# Finally got the new band website done!



## sadowsky13 (Feb 26, 2007)

Just finished the new band website www.mudcreek.ca yeehaw!


----------



## ezcomes (Jul 28, 2008)

cool site! way to go!


----------



## bluzfish (Mar 12, 2011)

I like it. Very attractive, informative and professional.

BTW the clips are great but could be of better quality. I found them a bit muddy. I really like Danni's vocals though and the whole band sounds energetic and tight.


----------



## sadowsky13 (Feb 26, 2007)

bluzfish said:


> I like it. Very attractive, informative and professional.
> 
> BTW the clips are great but could be of better quality. I found them a bit muddy. I really like Danni's vocals though and the whole band sounds energetic and tight.



Thanks for the input! Yeah wanted to get something up ASAP so it's a very basic recording live off the floor no eq, no mix. Hoping to get some quality ones soon but figured in the meantime it gives a pretty decent idea of what the band is like.

- - - Updated - - -



ezcomes said:


> cool site! way to go!


Thanks a lot!


----------



## james on bass (Feb 4, 2006)

Good site. Very easy to navigate and read.


----------



## Option1 (May 26, 2012)

Very cool. Well done!

Neil


----------



## bagpipe (Sep 19, 2006)

Looks nice. Which one are you ?


----------



## fredyfreeloader (Dec 11, 2010)

bluzfish said:


> I like it. Very attractive, informative and professional.
> 
> BTW the clips are great but could be of better quality. I found them a bit muddy. I really like Danni's vocals though and the whole band sounds energetic and tight.

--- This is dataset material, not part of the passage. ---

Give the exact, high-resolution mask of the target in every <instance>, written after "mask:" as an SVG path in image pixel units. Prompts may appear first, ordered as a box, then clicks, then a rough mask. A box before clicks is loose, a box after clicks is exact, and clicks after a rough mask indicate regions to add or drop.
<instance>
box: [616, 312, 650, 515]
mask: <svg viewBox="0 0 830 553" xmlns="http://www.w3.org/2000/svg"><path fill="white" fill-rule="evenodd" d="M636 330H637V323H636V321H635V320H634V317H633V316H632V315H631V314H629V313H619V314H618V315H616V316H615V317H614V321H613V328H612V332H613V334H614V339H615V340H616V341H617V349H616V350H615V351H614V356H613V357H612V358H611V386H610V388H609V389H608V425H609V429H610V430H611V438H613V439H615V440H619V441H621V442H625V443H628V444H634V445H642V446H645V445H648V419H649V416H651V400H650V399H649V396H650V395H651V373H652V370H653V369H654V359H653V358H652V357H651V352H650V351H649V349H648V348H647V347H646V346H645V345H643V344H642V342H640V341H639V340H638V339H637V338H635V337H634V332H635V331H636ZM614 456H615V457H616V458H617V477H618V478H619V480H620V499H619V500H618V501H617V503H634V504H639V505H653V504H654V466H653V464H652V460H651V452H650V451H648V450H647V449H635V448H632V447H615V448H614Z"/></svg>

I agree, the vocals are great she has a very strong commanding voice, the mix needs a little more mixing. I hope we see and hear more from the group.


----------



## sadowsky13 (Feb 26, 2007)

bagpipe said:


> Looks nice. Which one are you ?


The Pleasantly plump older guitar player  Brendan

- - - Updated - - -



fredyfreeloader said:


> I agree, the vocals are great she has a very strong commanding voice, the mix needs a little more mixing. I hope we see and hear more from the group.


Thanks, I really lucked out with her. Unfortunately it was not recorded into separate tracks we just took a direct feed from the board and not the actual house mix. But I think until we can get something else put together it gives a good idea of what the band is like. Thanks for the input!


----------